One way out is to implement a congestion charge to let people enter these places, with the price of entry rising when demand goes up. But this will present its own challenges. First, the local government will have to ensure that there are no routes to enter the destination other than those where a congestion charge needs to be paid before entry. This is easier said than done. Second, market based pricing doesn’t always go down well with people. And third, this would also test the very limited state capacity of India’s local governments.

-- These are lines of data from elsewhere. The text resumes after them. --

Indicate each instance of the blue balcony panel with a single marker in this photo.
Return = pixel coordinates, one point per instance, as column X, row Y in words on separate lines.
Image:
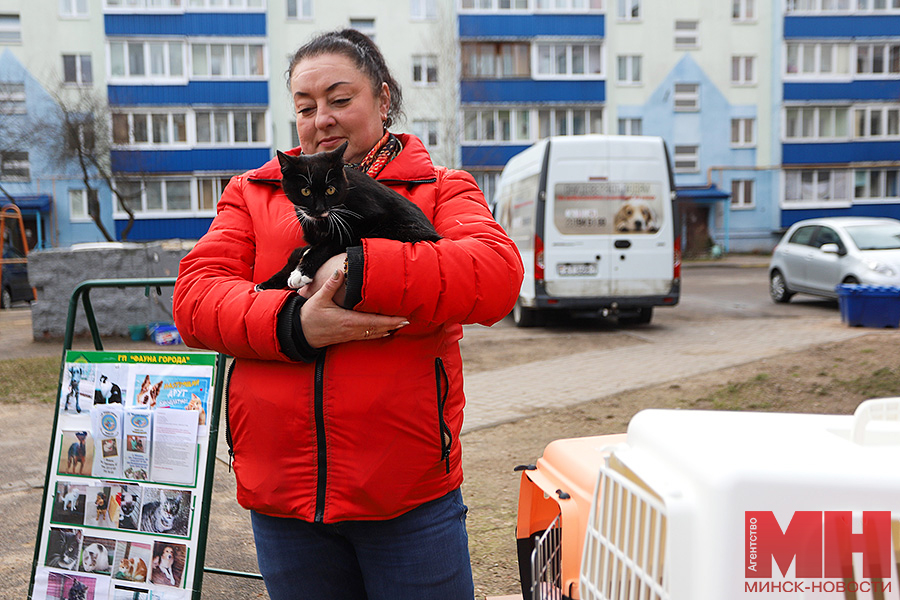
column 194, row 24
column 875, row 89
column 146, row 230
column 529, row 26
column 479, row 157
column 839, row 153
column 212, row 93
column 141, row 162
column 528, row 91
column 789, row 216
column 851, row 26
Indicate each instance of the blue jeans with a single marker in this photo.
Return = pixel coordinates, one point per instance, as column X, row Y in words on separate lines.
column 420, row 555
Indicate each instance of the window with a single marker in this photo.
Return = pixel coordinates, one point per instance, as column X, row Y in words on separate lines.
column 742, row 193
column 77, row 69
column 873, row 184
column 687, row 159
column 628, row 10
column 516, row 126
column 12, row 98
column 10, row 29
column 628, row 70
column 228, row 60
column 73, row 8
column 816, row 122
column 686, row 97
column 423, row 9
column 492, row 61
column 427, row 131
column 822, row 59
column 630, row 127
column 569, row 60
column 239, row 127
column 743, row 70
column 299, row 9
column 876, row 122
column 687, row 34
column 742, row 133
column 822, row 186
column 425, row 69
column 743, row 10
column 14, row 166
column 145, row 59
column 78, row 204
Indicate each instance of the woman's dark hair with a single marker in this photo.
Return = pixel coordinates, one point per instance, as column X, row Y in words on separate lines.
column 363, row 52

Finally, in order to stay relevant, travel and food influencers will have to keep discovering new places, leading to these places being seen by many more people. The flip side is that many more people will flock to such places than can possibly be hosted. As Burgis writes, this will stem from the fact that “smartphones project the desires of billions of people to us through social media… [leading to] our addiction to desires of others that smartphones give us unfettered access to.” Also, people might get bored of the older isolated places made famous by influencers and possibly move on to newer ones. So, the problem of overcrowding caused by online publicity will keep moving from one place to another.
Vivek Kaul is the author of ‘Bad Money’.